Los bolivianos no deben ni un centavo a Bechtel!
Estamos invitando al señor Curtin a que se nos una para tomar un cafecito
justo en las puertas de su casa. Únete a nosotros para esta acción.
Cuando: Viernes 13 de febrero de 8:00 a 9:00
Donde: en su casa 3279 Sutton Place, N.W., Apt. D
Por que?: los días lunes, martes y miércoles de esta semana, el
CIADI, el centro para resolución de disputas del Banco Mundial se reunió
en secreto para el caso de arbitraje en el que Bechtel clama que el gobierno
boliviano le debe 25 millones de dólares por la perdida de futuros beneficios.
Hazle conocer al señor Curtin que el tiene sangre boliviana en sus manos
y que no puede ocultarse en su lujoso condominio.
La acción y presión directa a Bechtel ha sido efectiva en el pasado,
entonces vamos a ir el viernes por la mañana llevando el mensaje del
pueblo boliviano: “cierren el caso”.
Antecedentes: En abril del 2000, después de siete días de desobediencia
civil y protestas en las calles, el Presidente de Bolivia fue obligado a terminar
el contrato con Aguas del Tunari, la subsidiaria de la gigante corporación
Bechtel. El gobierno boliviano dio en concesión por 40 años el
servicio de agua, pero los términos fueron absolutamente dañinos
y en cuestión de meses la región entera se levanto en contra de
ello.
Las tarifas de agua inmediatamente se elevaron en 100 y 200 % en muchos casos.
En un país en el que el salario mínimo es menos de 100 dólares
al mes, muchas familias se encontraron con cuentas de 20 dólares y mas.
La privatización del agua fue parte de una serie de privatizaciones que
el Banco Mundial impuso, las mismas que incluían a las aerolíneas,
los ferrocarriles, las compañías de electricidad, etc. Países
como Bolivia rara vez niegan las “sugerencias” del Banco Mundial
el Fondo Monetario internacional por las acciones que estos organismos puedan
tomar en el futuro como la negación de créditos, y ayuda externa.

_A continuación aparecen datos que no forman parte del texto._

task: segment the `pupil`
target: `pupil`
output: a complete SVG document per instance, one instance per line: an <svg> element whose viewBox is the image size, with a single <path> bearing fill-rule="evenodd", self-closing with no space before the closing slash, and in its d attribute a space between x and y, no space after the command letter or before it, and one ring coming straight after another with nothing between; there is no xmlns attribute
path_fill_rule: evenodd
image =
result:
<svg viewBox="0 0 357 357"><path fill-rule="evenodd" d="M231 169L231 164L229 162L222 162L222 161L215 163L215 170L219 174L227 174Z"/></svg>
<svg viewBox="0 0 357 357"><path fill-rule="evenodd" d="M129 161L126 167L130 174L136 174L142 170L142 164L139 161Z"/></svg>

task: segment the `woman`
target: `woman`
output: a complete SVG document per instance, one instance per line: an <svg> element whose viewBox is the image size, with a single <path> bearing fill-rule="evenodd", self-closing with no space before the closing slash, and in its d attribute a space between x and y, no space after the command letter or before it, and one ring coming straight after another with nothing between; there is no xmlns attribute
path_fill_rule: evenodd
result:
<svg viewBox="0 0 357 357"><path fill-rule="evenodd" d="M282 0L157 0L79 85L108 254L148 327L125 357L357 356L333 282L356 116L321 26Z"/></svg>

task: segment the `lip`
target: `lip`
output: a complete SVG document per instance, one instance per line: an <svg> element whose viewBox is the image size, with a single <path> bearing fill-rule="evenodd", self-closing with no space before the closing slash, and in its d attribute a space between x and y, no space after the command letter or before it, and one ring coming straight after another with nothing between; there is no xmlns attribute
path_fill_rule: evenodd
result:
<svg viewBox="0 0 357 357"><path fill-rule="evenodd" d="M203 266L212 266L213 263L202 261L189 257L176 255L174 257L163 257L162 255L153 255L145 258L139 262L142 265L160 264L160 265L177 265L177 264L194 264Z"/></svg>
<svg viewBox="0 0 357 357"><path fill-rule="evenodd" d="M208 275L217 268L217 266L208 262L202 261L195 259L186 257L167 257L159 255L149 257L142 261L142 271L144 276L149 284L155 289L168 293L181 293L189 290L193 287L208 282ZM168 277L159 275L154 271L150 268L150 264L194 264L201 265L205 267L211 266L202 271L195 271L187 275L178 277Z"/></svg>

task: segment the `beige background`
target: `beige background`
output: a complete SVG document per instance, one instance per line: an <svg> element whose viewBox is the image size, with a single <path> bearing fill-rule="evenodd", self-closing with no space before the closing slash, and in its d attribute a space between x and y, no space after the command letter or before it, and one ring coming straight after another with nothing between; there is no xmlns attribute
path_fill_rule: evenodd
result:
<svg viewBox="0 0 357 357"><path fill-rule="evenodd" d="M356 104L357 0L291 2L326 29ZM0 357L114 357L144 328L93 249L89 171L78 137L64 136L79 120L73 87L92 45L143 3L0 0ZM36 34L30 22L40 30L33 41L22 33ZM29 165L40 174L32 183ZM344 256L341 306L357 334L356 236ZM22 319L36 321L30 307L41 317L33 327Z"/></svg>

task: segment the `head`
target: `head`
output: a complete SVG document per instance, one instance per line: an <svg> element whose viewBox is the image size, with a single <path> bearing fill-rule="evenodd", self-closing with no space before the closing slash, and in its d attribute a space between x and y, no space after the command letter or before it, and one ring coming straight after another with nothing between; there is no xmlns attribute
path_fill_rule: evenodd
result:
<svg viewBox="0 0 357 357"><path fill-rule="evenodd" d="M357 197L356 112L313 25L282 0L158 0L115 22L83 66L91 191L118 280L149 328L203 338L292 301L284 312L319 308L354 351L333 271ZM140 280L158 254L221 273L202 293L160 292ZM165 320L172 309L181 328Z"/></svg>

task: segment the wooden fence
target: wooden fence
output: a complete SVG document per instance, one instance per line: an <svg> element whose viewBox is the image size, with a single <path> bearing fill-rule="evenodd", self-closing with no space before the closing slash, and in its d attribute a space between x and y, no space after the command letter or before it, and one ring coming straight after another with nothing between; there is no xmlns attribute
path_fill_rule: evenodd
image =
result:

El dinero de la privatización en muchos casos solo es usado para pagar
la deuda a estos organismos y raras veces se queda en manos de los gobiernos.
El fiasco de la privatización en Bolivia es una advertencia a otros países
que siguen los mismos esquemas. Bechtel esta empecinado en cobrar a Bolivia
25 millones por la cancelación del contrato. El 2001, Bechtel demando
al gobierno boliviano por 25 millones de dólares en compensación
por futras ganancias. Las leyes del libre comercio que provienen de la OMC son
cada vez mas duras y están diseñadas para favorecer a las corporaciones
antes que a la democracia y soberanía de los pueblos.